Spy Kids, if you don’t remember, was about kids stepping up when their James Bond-like parents got waylaid. Here the parents are not spies but superheroes, and after they’ve been captured by evil aliens their progeny band together to free them.

The kids all have superpowers too. Noodles is stretchy, Slo-Mo can move super quickly, A Capella can sing at pitches so high and low that the laws of physics are bent out of shape. Rewind can turn back time. His sister, Fast Forward… you’re ahead of me.

There are more of them, some of them brattier than others, though it’s Rodriguez’s writing that paints them that way not the kids themselves, who are on the whole good at what they do – the acting, I mean, not the super powers. Two names stand out: YaYa Gosselin as Missy, the powerless daughter of a superhero who succeeds by using old fashioned smarts, and Nathan Blair as Wild Card, the cadet superhero who thinks he’s the boss of the outfit but can’t get his skillset in order – he asks for flames and he gets invisibility, sort of thing.

Ms Granada
Boo, hiss… it’s Ms Granada



Sashaying with such an exaggerated sway that we know she’s a baddie long before the script tells us is Priyanka Chopra Jonas as the adult superheroes’ handler, Ms Granada. And wearing Donald Trump’s hair and sincerity rictus is Christopher McDonald as the US President, who’s also going to be fingered as a bad guy. His name is Neil Anami. There’s a clue in the name.

Who’s it for? Well there are lots of adult names in it – Boyd Holbrook, Christian Slater, Sun Kang, Pedro Pascal among them – as the parents of the superkids. But it’s undeniably a kids movie for kids. Apart from the mystifying decision to repurpose a David Bowie song as the film’s title (the song gets two airings – one half-hearted, the other toe-curling) and an equally bizarrely targeted gag referencing the Chariots of Fire theme music, there is nothing meaty for the adult mind.

In a screenplay lacking ideas there is only one message, one that applies both to the bickering superheroes trying to work out how to get free, and to their bickering kids trying to work out how to free them – if only we could find a way to work together. This point is made and remade and soon wears out its welcome.

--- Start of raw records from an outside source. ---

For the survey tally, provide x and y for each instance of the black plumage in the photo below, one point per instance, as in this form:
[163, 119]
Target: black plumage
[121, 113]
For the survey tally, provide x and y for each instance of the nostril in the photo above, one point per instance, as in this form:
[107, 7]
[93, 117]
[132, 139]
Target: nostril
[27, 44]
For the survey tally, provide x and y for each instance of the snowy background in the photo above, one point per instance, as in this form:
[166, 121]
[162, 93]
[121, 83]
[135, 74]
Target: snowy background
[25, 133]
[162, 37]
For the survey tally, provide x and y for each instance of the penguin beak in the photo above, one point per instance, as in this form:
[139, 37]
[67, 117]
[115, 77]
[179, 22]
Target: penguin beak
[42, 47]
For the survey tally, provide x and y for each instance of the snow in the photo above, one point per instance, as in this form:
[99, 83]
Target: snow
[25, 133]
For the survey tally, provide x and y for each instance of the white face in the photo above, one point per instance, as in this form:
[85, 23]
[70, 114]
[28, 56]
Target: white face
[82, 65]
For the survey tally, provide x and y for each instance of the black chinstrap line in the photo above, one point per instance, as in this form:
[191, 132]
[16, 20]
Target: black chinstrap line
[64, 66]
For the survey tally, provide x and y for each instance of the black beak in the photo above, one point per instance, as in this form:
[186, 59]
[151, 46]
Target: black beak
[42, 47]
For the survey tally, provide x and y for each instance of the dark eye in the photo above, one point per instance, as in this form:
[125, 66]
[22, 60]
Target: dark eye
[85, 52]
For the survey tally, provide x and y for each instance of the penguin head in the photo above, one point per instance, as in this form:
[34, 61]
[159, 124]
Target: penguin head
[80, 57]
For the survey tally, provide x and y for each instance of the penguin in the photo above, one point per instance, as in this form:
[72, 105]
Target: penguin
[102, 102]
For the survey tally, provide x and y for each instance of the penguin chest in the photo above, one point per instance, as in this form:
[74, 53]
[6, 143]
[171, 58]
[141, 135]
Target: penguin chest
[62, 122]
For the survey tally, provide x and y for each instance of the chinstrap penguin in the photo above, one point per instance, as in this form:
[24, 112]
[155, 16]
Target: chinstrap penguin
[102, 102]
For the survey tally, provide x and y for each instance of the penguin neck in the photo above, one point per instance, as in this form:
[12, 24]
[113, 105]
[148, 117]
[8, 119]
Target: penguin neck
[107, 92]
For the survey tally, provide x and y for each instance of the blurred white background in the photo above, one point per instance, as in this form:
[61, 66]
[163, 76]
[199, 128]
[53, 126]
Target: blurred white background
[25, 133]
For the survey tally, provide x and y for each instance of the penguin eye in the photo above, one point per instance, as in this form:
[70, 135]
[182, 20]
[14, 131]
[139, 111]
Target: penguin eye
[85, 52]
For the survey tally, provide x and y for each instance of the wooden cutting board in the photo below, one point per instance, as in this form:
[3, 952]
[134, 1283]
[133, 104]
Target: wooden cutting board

There’s a slapdash feel to the whole thing, which is exemplified by the special effects sequences where the green-screen separation is so apparent that the entire effect is ruined. Is that down to a lack of budget? Time? The covid virus?

Rodriguez is a great conceptualist, a stylish director and a fine writer, on a good day. The feeling with We Can Be Heroes is that he’s simply spread himself too thin, and that in his determination to be a one-man Hollywood he’s over-reached – he’s writer, director, producer and cinematographer here. He’s even got his kids involved. Racer (who also co-produces) and Rhiannon Rodriguez have minor acting roles while Rebel Rodriguez is responsible for the score, which has that Doctor Who insistence on urgency when nothing particularly urgent is happening. All those RR names. Self-regard much?

It’s a scene-setter, a franchise opener, so perhaps some of its weaknesses can be put down to the need to introduce a lot of characters and their back stories. But remember Planet Terror, Rodriguez’s contribution to the Grindhouse double-bill. It blew Tarantino’s Death Proof out of the water. No sign of that fizzing, gleeful approach to film-making here. It’s been a long time since I saw anything this spectacularly dull.